Locally I’ve seen 1 early 20-something sky rocket past 300W in the first six months or so. And from talking to my 25 year old buddy, most of them took several years to develop to that point.
Did they weigh 85kg or near?
22y, probably good body composition, maybe little life responsibilities, healthy and has time to train.
Of course nobody can guarantee things, but why not?
With 22y I slept until 11, went few hours to university, ate a shitload of carbs and trained daily like a berserk (not cycling). These has zero to do with the jelous old people here trying to stay alive between job, family mortage and health issues (me included) trying to talk you out of trying yourself.
Train a lot, lay out some reasonable progression, eat and absolutely figure out and maintain good form. Getting hurt = no training = no gains.
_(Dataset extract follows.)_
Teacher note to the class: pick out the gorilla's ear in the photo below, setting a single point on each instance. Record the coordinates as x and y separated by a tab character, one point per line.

Your youth will figure the rest out.
It’ll be hard but you’ve got youth on your side and with work its possible
It’s definitely a “soft” goal for me, if I don’t hit it, then oh well, if I do then it’s worth a little bit more.
I’ve been through a rehab journey once before, not planning on doing it again, can only bail yourself out with youth so many times
Figners crossed.
As others have said, it’s really hard to know until you get into it. If you were totally untrained aerobically and your first ramp test was ~180w, that would indicate a lot of potential. But you said you are riding 6-8 hours a week. Even if that has zero structure and you are just going easy, that’s very different from someone who is totally untrained. New riders can see a bunch of improvement in the first 6-12 months with consistent training, but every additional watt is harder to get as you work toward your genetic potential (takes multiple years, not months to get close). If your genetic potential is to have a 450 watt FTP, it would be more realistic to get to 300 in a pretty short period. If your genetic potential is only 350, it’s very unlikely you’ll be seeing 300 in a short period of time. The initial gains are easy, but the curve gets flat in a hurry and there is no way to rush it (at some point, more training will hurt rather than help).
Some people have high potential, but are slow to adapt. Others respond to training quickly but may not have the same genetic ceiling. We’re all different. Setting a 300w FTP goal is fine if that floats your boat, but I’d suggest getting at least 6 months of training in before even speculating what a reasonable FTP goal looks like. In the meantime, you might consider a “process” goal that you can control such as consistently doing structured training sessions at least x times per week.